I am sorry, I miss a connection, now i receive data it is not exactly but about 70% right.

#### Rleo6965

Jan 22, 2012
585
You should use RS232 standard software or hardware and handshaking to avoid missing bits or data.

#### anhnha

Apr 26, 2012
14
Could you tell me do i really need connected all pin of max485 that is not used.For example, I
used max485 in receiver side, and I set RE and DE to low level and RO is connected TTL inputs of max232, and DI is not connected anything,I understand max232 function in general but I do not know if max485 operation in receiver mode is effected by DI or not?

#### Harald Kapp

##### Moderator
Moderator
Nov 17, 2011
13,065
Unused inputs should always be pulled up or pulled down to a defined logic level. This is good practice.
Also you should follow Rleo's advice and debug the circuit using a standard program. Any teminal program (e.g. hyperterm on Windows XP) can do the job.
Only when the circuit is stable you should start debugging your program.
Of course you can do it the other way round: Connect TxD and RxD of the Computer's Rs232 and first debug your program. Once the program is stable, insert your circuit and debug this.
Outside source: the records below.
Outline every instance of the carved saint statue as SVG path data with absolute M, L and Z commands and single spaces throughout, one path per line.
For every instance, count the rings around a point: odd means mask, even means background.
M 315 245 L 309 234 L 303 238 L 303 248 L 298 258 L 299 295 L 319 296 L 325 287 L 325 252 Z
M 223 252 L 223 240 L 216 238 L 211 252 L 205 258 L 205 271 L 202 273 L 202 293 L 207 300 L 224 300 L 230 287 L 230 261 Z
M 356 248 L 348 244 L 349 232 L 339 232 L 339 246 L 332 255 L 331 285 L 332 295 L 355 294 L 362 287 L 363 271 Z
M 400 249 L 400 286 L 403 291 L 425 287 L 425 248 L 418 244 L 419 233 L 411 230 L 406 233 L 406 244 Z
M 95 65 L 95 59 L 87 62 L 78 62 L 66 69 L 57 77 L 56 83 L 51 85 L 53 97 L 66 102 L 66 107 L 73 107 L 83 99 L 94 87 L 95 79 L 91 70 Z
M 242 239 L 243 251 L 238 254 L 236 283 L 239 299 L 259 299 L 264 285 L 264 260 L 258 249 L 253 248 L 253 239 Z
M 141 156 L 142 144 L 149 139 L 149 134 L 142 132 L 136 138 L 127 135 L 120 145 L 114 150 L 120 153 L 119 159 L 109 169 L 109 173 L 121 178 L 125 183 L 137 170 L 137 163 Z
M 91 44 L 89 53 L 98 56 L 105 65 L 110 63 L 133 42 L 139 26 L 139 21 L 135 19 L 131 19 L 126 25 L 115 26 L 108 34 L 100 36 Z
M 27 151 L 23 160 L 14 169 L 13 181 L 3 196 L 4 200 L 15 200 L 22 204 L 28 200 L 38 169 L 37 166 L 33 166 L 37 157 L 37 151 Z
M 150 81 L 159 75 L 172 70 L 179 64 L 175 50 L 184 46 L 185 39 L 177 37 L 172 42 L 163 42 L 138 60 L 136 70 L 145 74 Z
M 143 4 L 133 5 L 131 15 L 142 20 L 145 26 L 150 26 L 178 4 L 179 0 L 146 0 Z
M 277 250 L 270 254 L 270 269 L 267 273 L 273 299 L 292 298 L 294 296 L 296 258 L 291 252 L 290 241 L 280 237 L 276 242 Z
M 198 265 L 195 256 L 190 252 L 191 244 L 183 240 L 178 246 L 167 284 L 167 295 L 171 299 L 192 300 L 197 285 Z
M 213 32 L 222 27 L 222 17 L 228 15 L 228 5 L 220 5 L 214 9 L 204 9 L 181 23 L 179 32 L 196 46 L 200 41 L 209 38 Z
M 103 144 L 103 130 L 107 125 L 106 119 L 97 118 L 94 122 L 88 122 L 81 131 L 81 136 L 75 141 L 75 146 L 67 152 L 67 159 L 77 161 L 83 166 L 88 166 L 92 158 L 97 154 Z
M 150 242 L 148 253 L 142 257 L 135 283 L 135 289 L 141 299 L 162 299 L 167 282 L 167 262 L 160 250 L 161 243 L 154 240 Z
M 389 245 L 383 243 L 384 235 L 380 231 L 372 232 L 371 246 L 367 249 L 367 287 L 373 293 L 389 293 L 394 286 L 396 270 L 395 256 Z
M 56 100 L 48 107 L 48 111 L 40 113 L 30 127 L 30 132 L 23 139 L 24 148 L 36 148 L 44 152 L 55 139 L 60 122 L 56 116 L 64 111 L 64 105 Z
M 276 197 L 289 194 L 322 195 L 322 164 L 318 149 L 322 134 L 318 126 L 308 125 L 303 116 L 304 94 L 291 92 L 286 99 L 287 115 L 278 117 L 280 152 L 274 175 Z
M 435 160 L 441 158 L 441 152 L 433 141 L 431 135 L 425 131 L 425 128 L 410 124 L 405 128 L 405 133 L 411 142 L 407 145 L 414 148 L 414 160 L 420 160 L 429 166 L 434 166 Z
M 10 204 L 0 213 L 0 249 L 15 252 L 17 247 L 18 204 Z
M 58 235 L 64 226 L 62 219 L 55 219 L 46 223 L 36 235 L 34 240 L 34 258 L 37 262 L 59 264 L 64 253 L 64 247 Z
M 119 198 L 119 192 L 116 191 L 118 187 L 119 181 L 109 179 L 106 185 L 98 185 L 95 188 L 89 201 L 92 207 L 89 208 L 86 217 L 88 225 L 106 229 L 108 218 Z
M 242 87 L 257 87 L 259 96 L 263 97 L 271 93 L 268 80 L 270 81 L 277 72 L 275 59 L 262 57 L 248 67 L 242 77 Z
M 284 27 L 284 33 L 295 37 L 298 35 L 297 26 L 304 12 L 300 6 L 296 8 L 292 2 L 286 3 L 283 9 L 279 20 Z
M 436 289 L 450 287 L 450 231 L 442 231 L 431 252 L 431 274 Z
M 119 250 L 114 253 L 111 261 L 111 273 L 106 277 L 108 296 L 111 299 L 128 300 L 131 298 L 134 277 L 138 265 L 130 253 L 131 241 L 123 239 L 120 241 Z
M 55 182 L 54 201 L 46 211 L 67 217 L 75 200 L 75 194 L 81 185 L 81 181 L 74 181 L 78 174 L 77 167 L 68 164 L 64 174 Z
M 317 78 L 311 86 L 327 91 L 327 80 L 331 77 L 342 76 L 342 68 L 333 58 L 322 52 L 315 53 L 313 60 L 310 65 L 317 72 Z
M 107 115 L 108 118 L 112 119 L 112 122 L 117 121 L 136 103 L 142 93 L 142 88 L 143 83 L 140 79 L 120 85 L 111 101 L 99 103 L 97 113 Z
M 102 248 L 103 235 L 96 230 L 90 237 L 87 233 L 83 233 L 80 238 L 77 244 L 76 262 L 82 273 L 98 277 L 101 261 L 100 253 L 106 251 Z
In my experience it is almost always advisable to debug step by step and not to have too many variables. You never know how they influence each other.

Harald

#### anhnha

Apr 26, 2012
14
Thanks all help.
At last my circuit have successed.I think the main problem is from the use only one computer to test.I found that the TX pin have to connected to DI pin of 2 max485.

#### Rleo6965

Jan 22, 2012
585
Happy to hear for your successful project.